2139 / 5000 Resultados de traducción Cataract and glaucoma
22 December 2020
Cataract and glaucoma are eye conditions that can occur simultaneously in the same patient.
Cataract is the opacification of the natural lens of the eye (called the crystalline lens) and glaucoma is a dangerous and degenerative disease of the nerve of the eye that can lead to blindness without solution.
When a patient with glaucoma develops a cataract, they notice that their vision becomes blurred and progressively reduced, however, the diminished vision caused by the cataract can recover after surgery.
The advantages that cataract surgery offers in a patient with glaucoma are:
- The percentage of vision that has been lost due to the cataract is recovered;
- it reduces intraocular pressure, because the space that is left free when the cataract is extracted allows the fluid from the eye to escape more easily;
- Studies to assess the progression of glaucoma are more reliable after removing the cataract, because the light penetrates the eye better;
- can be performed simultaneously with glaucoma surgery, without the need for two separate procedures.
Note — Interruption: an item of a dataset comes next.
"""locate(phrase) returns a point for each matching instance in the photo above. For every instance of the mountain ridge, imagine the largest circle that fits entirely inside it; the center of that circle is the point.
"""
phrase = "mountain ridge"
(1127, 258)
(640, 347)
The surgery will help restore the vision that the cataract has removed, however, the vision that has been lost due to glaucoma cannot be recovered.
It is also possible that the cataract can produce high pressure in the eye and, if it is not operated in time, develop secondary glaucoma due to:
- very mature cataracts, which liquefy and release their components within the eye, producing persistent inflammation and high pressure in the eye;
- cataracts secondary to trauma;
cataracts so thick that they close the drainage system of the eye.
When the glaucoma is very advanced or terminal, and the condition of the nerve is very delicate, it is likely that the patient can no longer undergo cataract surgery due to the risk it represents, which is why the importance of a timely and periodic check-up with the ophthalmologist . The glaucoma specialist will assess the risks and benefits of surgery and offer it to you, as long as the benefits far outweigh the probable risks.
Dr. Katherine Rivera
General Ophthalmology
Specialty in Glaucoma and Anterior Segment.